Rédacteur en chef
Il y a chez Coline Rio une force tranquille, un refus obstiné de se plier aux formats rapides de l’industrie. Là où beaucoup bâtissent des albums comme des produits calibrés, elle construit des maisons sonores : des lieux où la fragilité devient puissance, où la douleur se métamorphose en beauté brute. Avec Ma maison, son deuxième album, la Nantaise signe une œuvre qui confirme sa singularité. Portrait de l’une des voix les plus fines de la scène française actuelle.
Au fil de ses précédents projets, Coline Rio s’est affirmée comme une auteure-compositrice à contre-courant. Ni posture de diva, ni effacement de soi : une parole frontale, intime, mais toujours tournée vers l’universel. Si son premier album plantait les racines d’un langage musical sensible et organique, Ma maison en élargit les murs : la musicienne ne se contente plus de confier des blessures, elle les magnifie, les habille d’orchestrations ambitieuses et d’une profondeur rare.
Le choix du titre est révélateur. Cette « maison » n’est pas un abri en bois ou en pierre, mais une forteresse intérieure que l’artiste érige contre les tempêtes. L’album construit note après note a germé dans des retraites solitaires, au milieu d’oliviers et de paysages ruraux, avant de prendre forme dans des studios mythiques. La production de Stan Neff, les rythmiques enregistrées au Studio Ferber, l’apport d’un orchestre de vingt-six musiciens captés à Skopje : tout concourt à donner une dimension ample et cinématographique à ce disque profondément personnel.

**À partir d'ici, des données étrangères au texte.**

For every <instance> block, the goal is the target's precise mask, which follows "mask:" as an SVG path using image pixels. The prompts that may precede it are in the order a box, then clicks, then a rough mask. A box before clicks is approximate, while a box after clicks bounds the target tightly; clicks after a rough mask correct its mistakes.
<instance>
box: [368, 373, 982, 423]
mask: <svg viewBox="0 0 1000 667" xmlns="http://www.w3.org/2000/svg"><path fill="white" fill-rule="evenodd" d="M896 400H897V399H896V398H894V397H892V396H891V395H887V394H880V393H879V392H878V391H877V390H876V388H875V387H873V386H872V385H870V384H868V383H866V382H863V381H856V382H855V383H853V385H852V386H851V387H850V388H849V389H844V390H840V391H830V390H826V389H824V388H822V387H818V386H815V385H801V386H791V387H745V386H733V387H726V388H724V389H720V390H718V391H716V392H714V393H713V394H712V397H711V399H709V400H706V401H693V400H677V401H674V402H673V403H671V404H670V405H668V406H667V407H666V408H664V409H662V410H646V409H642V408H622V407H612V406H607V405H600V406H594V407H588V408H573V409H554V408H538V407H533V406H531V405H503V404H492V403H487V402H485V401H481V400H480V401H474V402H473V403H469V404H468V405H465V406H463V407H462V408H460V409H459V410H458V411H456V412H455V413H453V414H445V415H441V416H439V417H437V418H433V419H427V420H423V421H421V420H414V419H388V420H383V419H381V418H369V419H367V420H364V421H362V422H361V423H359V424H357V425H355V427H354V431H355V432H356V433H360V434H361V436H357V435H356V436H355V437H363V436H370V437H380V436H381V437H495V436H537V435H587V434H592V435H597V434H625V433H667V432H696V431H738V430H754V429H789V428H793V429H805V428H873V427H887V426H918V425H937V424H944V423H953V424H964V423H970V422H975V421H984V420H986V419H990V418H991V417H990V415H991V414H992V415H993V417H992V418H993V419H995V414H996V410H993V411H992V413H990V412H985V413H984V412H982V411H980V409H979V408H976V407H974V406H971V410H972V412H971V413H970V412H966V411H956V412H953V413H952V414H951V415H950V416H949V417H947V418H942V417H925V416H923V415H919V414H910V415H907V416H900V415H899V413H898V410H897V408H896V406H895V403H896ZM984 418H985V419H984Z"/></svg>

Coline Rio a pour faculté de manier l’écriture au scalpel, une facilité à transcender des blessures en lumière. Sa voix ne décrit pas seulement la douleur, elle la vit au micro. Et pourtant, jamais elle ne bascule dans le pathos. Ses chansons sont le reflet de ses combats, et la sincérité qu’elle y met une arme. L’un des points forts de Ma maison est sa capacité à élargir l’horizon. Coline Rio ne s’enferme pas dans son introspection, elle ouvre davantage les portes de son histoire.
Musicalement, Coline Rio avance encore d’un pas. Son univers oscille entre folk introspective et chanson à cordes lyriques, entre dépouillement acoustique et grands gestes orchestraux. Cette hybridité rappelle une Kate Bush plus minimaliste, une Agnes Obel traversée de lumière française. Rare en France, cette recherche d’un équilibre entre organicité et sophistication la place en marge du courant actuel… et c’est là sa force.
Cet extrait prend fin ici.